For a director who seemed bent on erasing the line between art house and schlock, Franco collaborated with a lot of talented performers. He directed Herbert Lom in 1969's "99 Women," the prototype for the women-in-prison genre; elicited the most bizarre, over-the-top performance of Jack Palance's career in "Deadly Sanctuary" (aka "The Marquis de Sade's Justine"); and teamed with Christopher Lee on numerous occasions, including 1970's "Count Dracula," a tedious but unusually faithful adaptation of Bram Stoker's "Dracula."
Franco also may be the only director who claimed to have had no difficulty working with Klaus Kinski, whom Franco cast in "Deadly Sanctuary" (as the Marquis de Sade) and in his surreal thriller "Venus in Furs," which, despite the name, has nothing to do with book.

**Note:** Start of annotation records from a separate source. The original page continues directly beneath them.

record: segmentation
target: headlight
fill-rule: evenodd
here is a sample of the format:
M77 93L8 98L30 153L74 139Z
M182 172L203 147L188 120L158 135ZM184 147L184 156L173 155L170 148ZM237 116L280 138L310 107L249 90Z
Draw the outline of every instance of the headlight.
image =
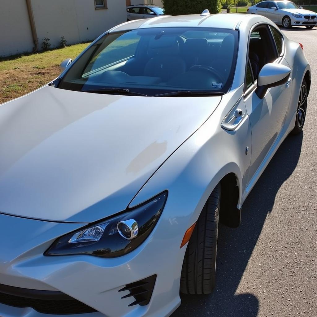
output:
M148 236L162 213L165 192L142 205L56 239L45 256L90 254L114 257L126 254Z

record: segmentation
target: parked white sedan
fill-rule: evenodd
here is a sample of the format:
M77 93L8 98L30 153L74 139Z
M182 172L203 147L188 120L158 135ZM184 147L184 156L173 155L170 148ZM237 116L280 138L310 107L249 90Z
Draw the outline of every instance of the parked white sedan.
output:
M247 12L259 14L284 28L301 25L312 29L317 24L317 14L288 1L264 1L250 7Z
M154 4L138 4L126 7L128 21L164 15L164 9Z
M212 291L218 222L301 133L302 46L206 12L126 22L69 61L0 107L0 316L169 316Z

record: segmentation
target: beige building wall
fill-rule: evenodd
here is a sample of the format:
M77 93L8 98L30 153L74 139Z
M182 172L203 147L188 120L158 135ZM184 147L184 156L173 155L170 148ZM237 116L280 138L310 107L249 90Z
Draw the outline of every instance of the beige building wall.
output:
M0 56L32 51L34 44L25 1L0 0Z
M125 0L107 0L96 9L94 0L31 0L41 49L44 37L51 48L94 40L126 21ZM25 0L0 0L0 56L32 51L34 46Z

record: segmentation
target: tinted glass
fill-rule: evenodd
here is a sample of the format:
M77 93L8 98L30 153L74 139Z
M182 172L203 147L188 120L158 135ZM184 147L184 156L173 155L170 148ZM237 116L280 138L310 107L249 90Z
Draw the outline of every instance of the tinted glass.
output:
M140 13L140 8L130 8L130 13Z
M147 95L175 90L226 92L238 36L235 30L203 28L111 33L71 64L58 87L77 91L115 87Z
M281 10L283 9L299 9L299 7L295 4L294 2L289 2L285 1L279 2L278 6Z
M159 8L158 7L154 7L152 8L152 9L158 15L162 16L164 14L164 9L162 9L161 8Z
M256 6L257 8L267 8L268 3L260 2Z
M247 74L246 76L245 85L246 90L248 89L253 83L253 80L252 77L252 73L251 72L251 69L250 67L250 63L248 62L247 67Z
M143 14L151 14L151 12L153 12L152 10L148 8L143 8Z
M275 43L276 43L279 55L281 55L283 52L283 37L281 33L275 28L271 25L269 27L272 32L272 34L273 34Z

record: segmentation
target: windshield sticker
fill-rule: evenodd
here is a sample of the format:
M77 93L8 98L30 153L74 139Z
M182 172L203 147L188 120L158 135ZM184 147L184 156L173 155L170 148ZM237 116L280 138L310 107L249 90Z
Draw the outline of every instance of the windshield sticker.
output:
M218 88L220 89L222 87L222 84L221 82L213 82L212 87L214 88Z

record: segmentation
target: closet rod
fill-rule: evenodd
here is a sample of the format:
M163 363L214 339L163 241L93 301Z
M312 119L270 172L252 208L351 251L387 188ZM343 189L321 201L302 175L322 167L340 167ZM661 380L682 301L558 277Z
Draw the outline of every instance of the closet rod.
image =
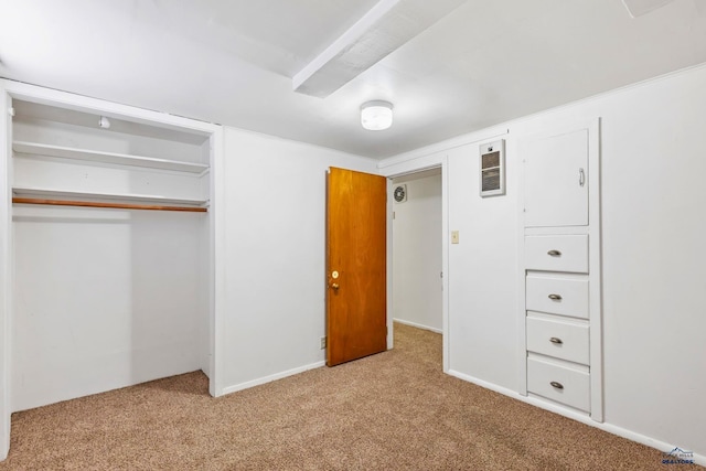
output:
M205 213L208 211L206 207L194 206L161 206L154 204L100 203L96 201L39 200L33 197L13 197L12 203L49 204L53 206L108 207L113 210L183 211L190 213Z

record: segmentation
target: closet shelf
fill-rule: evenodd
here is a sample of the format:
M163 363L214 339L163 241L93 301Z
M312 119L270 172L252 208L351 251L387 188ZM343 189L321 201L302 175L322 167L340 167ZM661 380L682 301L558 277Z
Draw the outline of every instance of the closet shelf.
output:
M12 149L18 153L60 157L63 159L87 160L119 165L142 167L147 169L174 170L188 173L202 173L208 170L203 163L181 162L178 160L156 159L152 157L128 156L126 153L101 152L45 143L14 141Z
M94 193L94 192L78 192L71 190L50 190L38 188L18 188L12 189L13 200L58 200L67 201L73 200L75 202L94 202L94 203L142 203L147 205L182 205L193 208L204 208L207 206L207 200L183 199L183 197L168 197L168 196L154 196L148 194L135 194L135 193ZM51 203L44 203L51 204Z

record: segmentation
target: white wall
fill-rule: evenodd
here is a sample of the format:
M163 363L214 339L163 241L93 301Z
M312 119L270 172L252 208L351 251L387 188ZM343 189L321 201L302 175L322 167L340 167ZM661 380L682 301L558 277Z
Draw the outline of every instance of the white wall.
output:
M393 210L393 318L441 332L441 170L393 180L407 201Z
M449 246L453 373L517 390L517 140L601 117L605 428L704 460L705 83L700 66L502 125L505 196L478 195L478 141L490 130L432 148L448 156L448 229L461 242ZM409 170L418 157L422 168L429 154L391 162Z
M1 82L0 82L1 85ZM8 96L0 89L0 109L8 109ZM11 279L11 127L7 113L0 113L0 460L10 449L10 312Z
M225 133L224 392L323 365L325 171L376 161Z
M12 409L200 370L205 217L15 206Z

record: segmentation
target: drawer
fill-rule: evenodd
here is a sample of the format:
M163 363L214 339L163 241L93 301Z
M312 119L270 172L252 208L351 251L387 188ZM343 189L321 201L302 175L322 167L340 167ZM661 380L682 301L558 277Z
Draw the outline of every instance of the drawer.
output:
M588 235L526 236L525 268L587 274Z
M527 358L527 390L590 413L590 375L537 358Z
M527 318L527 350L588 365L588 325Z
M526 309L588 319L588 280L541 275L526 277Z

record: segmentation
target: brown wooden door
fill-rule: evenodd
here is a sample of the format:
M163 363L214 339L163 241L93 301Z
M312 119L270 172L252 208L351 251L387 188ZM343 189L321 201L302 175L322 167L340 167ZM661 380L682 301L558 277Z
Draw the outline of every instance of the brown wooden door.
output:
M331 168L327 197L327 365L387 349L384 176Z

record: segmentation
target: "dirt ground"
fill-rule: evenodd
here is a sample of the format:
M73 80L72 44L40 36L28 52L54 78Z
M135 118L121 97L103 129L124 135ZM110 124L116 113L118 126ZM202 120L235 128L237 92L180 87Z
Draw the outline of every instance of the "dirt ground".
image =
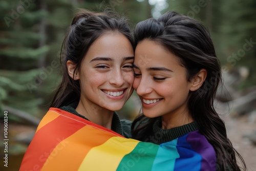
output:
M256 131L255 119L252 120L248 116L234 118L228 115L222 119L225 122L228 137L243 157L248 170L256 170L256 145L244 137Z

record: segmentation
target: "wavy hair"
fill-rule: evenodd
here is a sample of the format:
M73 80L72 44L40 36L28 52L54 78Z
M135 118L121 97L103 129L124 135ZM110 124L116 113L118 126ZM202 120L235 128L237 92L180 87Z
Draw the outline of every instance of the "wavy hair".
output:
M207 77L201 87L189 92L188 110L198 123L200 132L214 147L221 170L231 168L240 170L237 158L245 170L244 161L227 138L224 122L214 108L216 92L222 82L221 68L207 29L191 17L170 11L157 19L150 18L139 23L134 37L135 47L147 39L160 44L175 54L186 69L188 81L201 69L207 70ZM144 121L147 119L149 121ZM133 137L145 140L152 135L153 124L156 119L139 116L133 123Z

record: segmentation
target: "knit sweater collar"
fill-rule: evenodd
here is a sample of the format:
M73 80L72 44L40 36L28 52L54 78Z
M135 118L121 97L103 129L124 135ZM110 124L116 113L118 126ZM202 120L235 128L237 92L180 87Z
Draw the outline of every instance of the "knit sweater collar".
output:
M61 110L66 111L77 116L78 116L84 119L90 121L88 119L86 118L84 116L79 114L76 112L76 111L73 107L71 106L62 106L60 108ZM116 112L114 112L114 115L112 118L112 123L111 125L111 130L118 133L120 135L123 135L123 132L122 129L122 125L121 124L121 121L120 120L119 117Z
M172 141L187 133L198 130L198 125L196 122L185 124L182 126L175 127L168 130L162 128L161 118L159 118L153 124L153 136L149 137L150 141L156 144Z

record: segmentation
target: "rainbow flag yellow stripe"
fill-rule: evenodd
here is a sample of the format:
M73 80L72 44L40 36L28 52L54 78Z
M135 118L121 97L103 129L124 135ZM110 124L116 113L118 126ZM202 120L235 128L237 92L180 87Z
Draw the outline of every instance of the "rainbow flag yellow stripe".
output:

In one interview, I recall, Franco said he simply shot take after take until Kinski, exhausted, gave the performance Franco wanted. Who knew the trick to dealing with Kinski was so simple?
Most of what I think are Franco's best films are the ones he made with producer Harry Alan Towers. They include "Venus in Furs," "99 Women," and 1970's "Eugenie."
Those three starred Towers' wife, Maria Rohm, but Franco's two muses were Soledad Miranda, star of "Vampyros Lesbos," who died in a car wreck in 1970 when she was just 27, and the woman who would become his longtime companion, Lina Romay, who starred most memorably in 1973's "Female Vampire." They eventually married and stayed together until her death early last year.
For Franco there was no stopping. He kept making movies until the end.
His last film, "Al Pereira vs. the Alligator Ladies," opened in Spain last month.